The law would be effective one year after it is signed.

Darren Stakey, a real estate attorney at Certilman Balin in East Meadow, said LLCs were previously required to disclose certain information, such as their addresses, when they register or renew their business licenses with the New York Department of State. This adds the disclosure of the names of the LLC’s beneficial owners and creates a state database.

“On the one hand this can be seen as a laudable effort to increase business transparency,” Stakey said. “ … What is for sure is that some clients will push back on that because they really desire anonymity. It’s not necessarily for nefarious purposes."

The law allows for businesses to apply for waivers for privacy reasons.

LLCs that fail to disclose their beneficial owners for a period of two years will be considered delinquent. If they continue to refuse to disclose after receiving a delinquency notice from the state, they can face a penalty of $250.

While the fine is small, the state could use other options to enforce the law. LLCs that don’t comply might not be able to operate lawfully without the disclosure, Stakey said, noting further analysis of the final version of the law would be needed to determine how it might be enforced.

Assemb. Fred Thiele Jr., a Democrat from Sag Harbor who signed on as a co-sponsor of the bill, said he supported it because he believes it could bring more transparency to decisions around land use and zoning.

Thiele said he noticed the pervasiveness of LLCs during his time in local government and as village attorney in Sag Harbor. For example, he estimated that LLCs represented at least three-quarters of applicants seeking a wetlands permit from the village’s Harbor Committee, which must approve building on property near protected wetlands.

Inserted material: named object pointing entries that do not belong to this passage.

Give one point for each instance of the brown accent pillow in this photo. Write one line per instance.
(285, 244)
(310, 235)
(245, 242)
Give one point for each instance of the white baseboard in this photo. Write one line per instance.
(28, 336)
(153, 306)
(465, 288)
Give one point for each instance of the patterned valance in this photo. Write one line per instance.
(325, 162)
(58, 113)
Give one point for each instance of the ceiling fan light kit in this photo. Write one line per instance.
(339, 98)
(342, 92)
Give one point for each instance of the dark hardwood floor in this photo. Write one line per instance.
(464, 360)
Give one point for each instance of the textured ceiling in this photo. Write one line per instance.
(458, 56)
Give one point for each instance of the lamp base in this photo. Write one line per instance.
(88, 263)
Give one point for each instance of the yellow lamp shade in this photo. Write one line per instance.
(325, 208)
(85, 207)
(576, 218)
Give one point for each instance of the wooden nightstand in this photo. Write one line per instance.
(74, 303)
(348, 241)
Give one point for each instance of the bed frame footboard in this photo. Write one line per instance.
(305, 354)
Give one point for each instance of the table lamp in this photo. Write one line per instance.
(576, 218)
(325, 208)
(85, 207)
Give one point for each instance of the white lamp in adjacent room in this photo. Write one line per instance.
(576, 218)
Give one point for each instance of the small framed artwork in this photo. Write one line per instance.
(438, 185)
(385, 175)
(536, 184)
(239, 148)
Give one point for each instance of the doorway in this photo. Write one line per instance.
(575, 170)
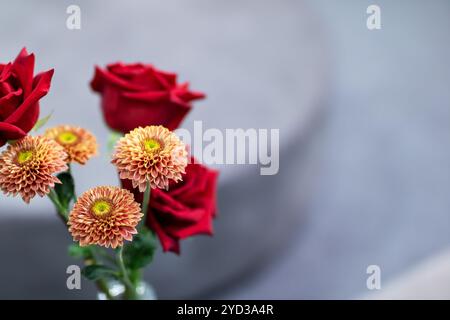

The Community Preservation Fund, which buys land on the East End for conservation, would also benefit from the transparency offered by the bill, Thiele said. The fund, established in 1998 through voter referendum, has collected about $2 billion from a 2% real estate transfer tax.

“You’re acquiring land from LLCs in a lot of cases, and you don’t know who they are. It raises some issues for local government in terms of potential conflicts of interest,” he said. “The public wants to know where its money is going and what’s behind these transactions.”

CORRECTION: A bill passed by the State Legislature would require limited liability companies to disclose their beneficial owners. The expanded form of the acronym LLC was incorrect in an earlier version of this article.